Bernard Kouchner - global citizen of the month

As the man-made Burma crisis enters its third week, only three nations possess large, well-equipped naval vessels positioned where they can bring urgently needed assistance to some two million cyclone victims of the Irrawaddy Delta region at a moment's notice. These three countries are the US, Britain, and France.

The first country, Britain is reluctant to move in due to some kind of post-imperialist complex. The second, the US, cannot think straight because everything looks like another Iraq. This leaves France.

Although the task of bringing humanitarian relief to Burma may be too large for France alone, it will be up to France to take the lead, to convince the US and Britain to bring assistance to Burmese victims. And France might well have to lead by example.

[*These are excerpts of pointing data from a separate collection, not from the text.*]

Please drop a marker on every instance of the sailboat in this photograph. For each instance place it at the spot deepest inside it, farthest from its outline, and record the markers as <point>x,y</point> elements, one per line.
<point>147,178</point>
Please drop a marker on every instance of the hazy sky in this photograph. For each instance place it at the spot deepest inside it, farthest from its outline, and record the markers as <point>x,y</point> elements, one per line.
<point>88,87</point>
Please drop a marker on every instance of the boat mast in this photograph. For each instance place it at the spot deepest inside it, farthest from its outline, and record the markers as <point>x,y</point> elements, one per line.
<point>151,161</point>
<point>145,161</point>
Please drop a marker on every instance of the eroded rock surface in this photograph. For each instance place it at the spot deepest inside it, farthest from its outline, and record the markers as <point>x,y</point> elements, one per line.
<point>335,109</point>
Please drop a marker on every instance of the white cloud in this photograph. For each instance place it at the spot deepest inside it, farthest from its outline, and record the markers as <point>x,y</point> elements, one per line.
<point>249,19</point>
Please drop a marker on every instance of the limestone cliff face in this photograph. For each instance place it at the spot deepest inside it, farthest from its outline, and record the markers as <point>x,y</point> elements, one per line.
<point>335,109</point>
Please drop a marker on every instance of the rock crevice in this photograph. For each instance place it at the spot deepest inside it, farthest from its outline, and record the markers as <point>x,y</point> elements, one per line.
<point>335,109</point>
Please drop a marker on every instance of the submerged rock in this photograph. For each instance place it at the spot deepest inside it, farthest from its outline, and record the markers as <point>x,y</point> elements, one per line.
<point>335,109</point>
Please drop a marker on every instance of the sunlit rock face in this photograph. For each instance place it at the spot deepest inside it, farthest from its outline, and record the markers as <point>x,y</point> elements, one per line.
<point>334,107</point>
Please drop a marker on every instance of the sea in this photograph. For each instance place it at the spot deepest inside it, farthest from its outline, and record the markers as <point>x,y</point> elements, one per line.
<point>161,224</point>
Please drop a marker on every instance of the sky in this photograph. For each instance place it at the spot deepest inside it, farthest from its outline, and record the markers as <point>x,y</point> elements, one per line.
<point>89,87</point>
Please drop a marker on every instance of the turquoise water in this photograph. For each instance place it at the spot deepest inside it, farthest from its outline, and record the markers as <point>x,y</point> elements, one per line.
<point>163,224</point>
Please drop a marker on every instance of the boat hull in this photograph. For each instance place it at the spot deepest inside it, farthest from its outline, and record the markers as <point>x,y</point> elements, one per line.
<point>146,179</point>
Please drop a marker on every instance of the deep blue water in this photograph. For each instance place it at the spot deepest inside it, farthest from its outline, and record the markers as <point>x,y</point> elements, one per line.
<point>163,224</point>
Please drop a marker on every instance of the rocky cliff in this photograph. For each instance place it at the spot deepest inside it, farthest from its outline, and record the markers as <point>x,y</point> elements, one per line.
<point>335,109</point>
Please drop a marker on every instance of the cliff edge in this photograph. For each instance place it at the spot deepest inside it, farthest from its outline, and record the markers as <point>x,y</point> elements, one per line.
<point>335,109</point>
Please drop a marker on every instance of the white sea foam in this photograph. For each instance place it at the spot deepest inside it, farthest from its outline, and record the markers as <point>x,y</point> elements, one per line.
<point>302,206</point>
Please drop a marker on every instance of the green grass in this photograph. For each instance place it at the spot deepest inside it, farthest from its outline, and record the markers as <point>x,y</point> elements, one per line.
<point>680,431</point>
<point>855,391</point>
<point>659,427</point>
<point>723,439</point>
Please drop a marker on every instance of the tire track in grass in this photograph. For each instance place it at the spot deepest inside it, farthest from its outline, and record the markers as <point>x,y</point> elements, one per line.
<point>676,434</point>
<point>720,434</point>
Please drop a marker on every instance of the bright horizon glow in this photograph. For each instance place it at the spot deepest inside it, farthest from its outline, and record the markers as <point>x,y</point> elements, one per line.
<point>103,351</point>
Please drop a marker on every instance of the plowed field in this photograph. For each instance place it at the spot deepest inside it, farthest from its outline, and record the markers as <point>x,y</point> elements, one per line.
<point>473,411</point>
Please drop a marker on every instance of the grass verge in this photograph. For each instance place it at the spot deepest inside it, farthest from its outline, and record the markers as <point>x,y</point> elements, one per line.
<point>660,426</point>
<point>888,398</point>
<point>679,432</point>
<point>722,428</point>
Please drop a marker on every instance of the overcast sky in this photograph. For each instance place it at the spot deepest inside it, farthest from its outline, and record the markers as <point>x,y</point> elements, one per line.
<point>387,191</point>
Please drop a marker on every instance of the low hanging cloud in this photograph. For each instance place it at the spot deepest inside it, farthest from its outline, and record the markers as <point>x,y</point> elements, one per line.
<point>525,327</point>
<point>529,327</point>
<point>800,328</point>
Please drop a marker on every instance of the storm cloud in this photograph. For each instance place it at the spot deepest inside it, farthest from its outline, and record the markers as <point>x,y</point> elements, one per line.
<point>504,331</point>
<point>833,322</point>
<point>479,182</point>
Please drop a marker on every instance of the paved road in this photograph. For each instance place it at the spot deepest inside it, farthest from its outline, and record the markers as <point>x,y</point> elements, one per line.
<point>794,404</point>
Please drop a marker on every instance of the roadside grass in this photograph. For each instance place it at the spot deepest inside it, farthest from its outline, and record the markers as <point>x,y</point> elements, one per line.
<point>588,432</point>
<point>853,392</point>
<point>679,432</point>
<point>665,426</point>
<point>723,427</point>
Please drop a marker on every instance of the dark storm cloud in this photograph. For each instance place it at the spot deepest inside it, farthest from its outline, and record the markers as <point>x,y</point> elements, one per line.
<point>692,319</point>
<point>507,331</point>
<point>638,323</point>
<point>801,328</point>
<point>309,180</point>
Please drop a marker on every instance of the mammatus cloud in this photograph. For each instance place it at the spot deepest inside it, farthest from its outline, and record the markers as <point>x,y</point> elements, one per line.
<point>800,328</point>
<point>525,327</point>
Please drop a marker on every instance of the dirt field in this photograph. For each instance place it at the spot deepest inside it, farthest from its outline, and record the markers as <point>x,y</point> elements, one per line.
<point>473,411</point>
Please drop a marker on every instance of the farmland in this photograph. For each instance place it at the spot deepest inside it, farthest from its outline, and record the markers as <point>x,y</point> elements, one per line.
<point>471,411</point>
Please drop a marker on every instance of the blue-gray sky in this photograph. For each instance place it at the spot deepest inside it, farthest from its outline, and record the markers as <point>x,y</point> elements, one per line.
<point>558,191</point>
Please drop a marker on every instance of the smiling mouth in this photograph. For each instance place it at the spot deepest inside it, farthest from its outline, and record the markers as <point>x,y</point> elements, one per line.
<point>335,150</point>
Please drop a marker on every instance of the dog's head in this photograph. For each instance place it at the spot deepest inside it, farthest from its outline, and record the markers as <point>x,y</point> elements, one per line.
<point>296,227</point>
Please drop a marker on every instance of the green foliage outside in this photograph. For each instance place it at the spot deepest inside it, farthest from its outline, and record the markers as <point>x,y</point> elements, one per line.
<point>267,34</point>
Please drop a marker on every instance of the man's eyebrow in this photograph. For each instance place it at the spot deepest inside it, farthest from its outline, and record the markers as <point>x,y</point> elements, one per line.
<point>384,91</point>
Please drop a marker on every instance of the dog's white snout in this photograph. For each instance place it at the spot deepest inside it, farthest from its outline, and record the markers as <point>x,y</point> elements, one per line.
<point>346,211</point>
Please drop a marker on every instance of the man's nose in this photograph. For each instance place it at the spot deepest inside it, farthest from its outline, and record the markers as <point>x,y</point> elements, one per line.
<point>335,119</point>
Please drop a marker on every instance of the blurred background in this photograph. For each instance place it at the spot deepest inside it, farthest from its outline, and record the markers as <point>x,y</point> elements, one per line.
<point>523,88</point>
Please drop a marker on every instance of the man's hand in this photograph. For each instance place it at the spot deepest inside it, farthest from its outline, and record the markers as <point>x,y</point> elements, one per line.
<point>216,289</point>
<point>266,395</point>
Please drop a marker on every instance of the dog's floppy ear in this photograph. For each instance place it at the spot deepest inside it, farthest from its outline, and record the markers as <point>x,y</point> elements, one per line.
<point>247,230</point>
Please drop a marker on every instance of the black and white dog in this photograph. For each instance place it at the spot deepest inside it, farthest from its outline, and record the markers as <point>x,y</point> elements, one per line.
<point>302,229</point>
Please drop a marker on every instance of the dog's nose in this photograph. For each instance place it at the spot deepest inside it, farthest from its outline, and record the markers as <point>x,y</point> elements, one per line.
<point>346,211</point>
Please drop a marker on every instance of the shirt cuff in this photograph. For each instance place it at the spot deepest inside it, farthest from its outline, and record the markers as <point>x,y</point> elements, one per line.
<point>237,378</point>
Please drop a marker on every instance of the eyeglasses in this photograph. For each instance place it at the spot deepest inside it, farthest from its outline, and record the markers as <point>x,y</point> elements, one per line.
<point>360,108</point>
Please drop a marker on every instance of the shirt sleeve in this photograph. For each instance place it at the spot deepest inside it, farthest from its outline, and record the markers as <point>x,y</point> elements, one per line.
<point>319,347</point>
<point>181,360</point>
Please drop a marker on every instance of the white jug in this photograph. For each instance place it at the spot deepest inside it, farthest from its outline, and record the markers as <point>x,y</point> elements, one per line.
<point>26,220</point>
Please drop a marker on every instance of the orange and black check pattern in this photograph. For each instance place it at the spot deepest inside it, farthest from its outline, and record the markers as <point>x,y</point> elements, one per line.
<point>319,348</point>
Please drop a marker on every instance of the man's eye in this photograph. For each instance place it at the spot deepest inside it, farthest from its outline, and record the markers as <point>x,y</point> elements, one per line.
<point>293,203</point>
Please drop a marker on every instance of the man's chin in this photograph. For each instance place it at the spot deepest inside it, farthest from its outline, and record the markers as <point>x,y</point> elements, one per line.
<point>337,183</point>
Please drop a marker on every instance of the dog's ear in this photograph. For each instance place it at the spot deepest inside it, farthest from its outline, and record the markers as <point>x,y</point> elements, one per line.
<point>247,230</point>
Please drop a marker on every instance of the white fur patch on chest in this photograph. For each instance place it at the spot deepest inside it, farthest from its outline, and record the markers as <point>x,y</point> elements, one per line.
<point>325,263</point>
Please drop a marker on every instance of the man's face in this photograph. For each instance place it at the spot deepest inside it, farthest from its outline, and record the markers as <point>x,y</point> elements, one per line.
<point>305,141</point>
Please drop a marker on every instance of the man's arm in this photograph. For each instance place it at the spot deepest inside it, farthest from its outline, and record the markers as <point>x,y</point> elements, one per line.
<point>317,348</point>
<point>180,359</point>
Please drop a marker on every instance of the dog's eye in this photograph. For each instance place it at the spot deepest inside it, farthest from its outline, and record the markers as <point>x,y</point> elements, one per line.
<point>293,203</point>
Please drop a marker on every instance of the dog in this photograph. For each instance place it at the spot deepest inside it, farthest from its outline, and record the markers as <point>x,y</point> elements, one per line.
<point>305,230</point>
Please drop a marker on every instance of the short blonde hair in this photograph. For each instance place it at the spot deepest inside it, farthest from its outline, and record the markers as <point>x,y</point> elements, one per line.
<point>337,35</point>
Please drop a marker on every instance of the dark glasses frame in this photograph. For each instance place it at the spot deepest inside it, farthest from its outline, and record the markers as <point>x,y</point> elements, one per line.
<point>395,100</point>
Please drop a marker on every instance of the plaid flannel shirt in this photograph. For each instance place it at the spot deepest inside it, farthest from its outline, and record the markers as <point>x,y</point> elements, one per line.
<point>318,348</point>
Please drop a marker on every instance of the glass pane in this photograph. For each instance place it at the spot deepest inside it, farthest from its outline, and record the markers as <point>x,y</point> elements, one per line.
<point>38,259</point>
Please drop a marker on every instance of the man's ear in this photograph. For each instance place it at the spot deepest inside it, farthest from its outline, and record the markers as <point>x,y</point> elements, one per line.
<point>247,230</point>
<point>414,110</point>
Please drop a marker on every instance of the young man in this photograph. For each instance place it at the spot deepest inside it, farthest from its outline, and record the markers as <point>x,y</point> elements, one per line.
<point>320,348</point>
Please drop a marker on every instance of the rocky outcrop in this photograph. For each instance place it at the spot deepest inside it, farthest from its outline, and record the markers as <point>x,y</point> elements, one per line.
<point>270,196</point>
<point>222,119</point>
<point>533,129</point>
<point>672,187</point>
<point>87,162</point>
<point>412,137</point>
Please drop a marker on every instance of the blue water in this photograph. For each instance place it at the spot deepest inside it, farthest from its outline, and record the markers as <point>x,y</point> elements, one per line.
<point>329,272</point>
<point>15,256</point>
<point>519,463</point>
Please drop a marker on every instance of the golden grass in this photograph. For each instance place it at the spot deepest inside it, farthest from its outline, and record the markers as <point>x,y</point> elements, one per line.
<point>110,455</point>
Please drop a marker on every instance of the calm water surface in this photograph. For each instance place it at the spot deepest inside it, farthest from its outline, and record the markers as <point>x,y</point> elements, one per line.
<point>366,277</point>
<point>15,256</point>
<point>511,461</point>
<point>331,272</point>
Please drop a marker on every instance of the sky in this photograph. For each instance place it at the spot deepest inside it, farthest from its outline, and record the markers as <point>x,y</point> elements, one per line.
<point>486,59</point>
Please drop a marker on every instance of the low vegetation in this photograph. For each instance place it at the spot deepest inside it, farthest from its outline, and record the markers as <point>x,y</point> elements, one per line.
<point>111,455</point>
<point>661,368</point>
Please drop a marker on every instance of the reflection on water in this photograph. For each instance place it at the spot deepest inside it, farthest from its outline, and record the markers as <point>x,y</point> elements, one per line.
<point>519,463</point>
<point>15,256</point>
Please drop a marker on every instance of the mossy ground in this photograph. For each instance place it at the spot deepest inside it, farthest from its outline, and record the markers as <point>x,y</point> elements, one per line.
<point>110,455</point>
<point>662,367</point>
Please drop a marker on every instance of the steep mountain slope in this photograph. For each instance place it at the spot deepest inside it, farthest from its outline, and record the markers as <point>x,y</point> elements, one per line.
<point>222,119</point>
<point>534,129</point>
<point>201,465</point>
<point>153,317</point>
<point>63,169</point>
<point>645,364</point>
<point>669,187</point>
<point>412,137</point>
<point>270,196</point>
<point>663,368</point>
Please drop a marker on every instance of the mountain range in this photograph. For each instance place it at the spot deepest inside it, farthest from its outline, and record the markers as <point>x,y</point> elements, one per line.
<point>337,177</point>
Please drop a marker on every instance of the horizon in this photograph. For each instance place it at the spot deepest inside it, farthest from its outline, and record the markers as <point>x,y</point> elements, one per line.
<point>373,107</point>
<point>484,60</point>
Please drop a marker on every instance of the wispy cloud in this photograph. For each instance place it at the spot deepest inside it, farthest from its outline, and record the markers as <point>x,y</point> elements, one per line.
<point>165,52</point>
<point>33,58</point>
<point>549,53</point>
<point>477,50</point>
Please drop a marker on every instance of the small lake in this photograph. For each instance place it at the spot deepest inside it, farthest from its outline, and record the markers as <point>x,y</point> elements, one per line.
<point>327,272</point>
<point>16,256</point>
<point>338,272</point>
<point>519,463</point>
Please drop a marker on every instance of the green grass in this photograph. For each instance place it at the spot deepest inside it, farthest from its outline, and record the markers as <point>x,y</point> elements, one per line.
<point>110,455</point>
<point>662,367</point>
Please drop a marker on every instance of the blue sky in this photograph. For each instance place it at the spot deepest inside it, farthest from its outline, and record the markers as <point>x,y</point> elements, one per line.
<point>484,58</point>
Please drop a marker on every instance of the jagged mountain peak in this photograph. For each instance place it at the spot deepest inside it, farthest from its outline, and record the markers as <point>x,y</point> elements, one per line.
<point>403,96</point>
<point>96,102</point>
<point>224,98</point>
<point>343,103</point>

It's hard to escape the conclusion that the last best hope for hundreds of thousands of Burmese cyclone survivors is the Foreign Minister of France, Bernard Kouchner. The BBC has a profile on this heroic figure, co-founder of the world's most widely respected humanitarian relief organization:
A doctor by training, he co-founded the Nobel prize-winning Medecins Sans Frontieres (Doctors Without Borders) in 1971 to put his beliefs into action, after working as a young doctor for the Red Cross in Biafra in 1968 during Nigeria's civil war.

Seeing children there starve to death fired in him a lifetime's commitment to the cause of preventing humanitarian crises and bearing witness.

By creating MSF, "we were establishing the moral right to interfere inside someone else's country", he once told an interviewer.

In 2004, Time Magazine published a profile of Kouchner by philosopher and political essayist Andre Glucksmann, who wrote:
No pacifist consensus. Forget pleasant sentiments. This humanitarian breaks taboos and reveals matters that render us sleepless. Faced with the globalized inhumanity that is burning the 21st century, Kouchner is introducing a new humanism without geographical or political borders. He does it not to open the gates of paradise, but to bolt the gates of hell.
I noted in a recent post: "On Saturday France moved one very impressive piece of rescue equipment offshore the Irrawaddy Delta. . . ." We may be witnessing the finest hour in the long and distinguished career of a most distinguished global citizen.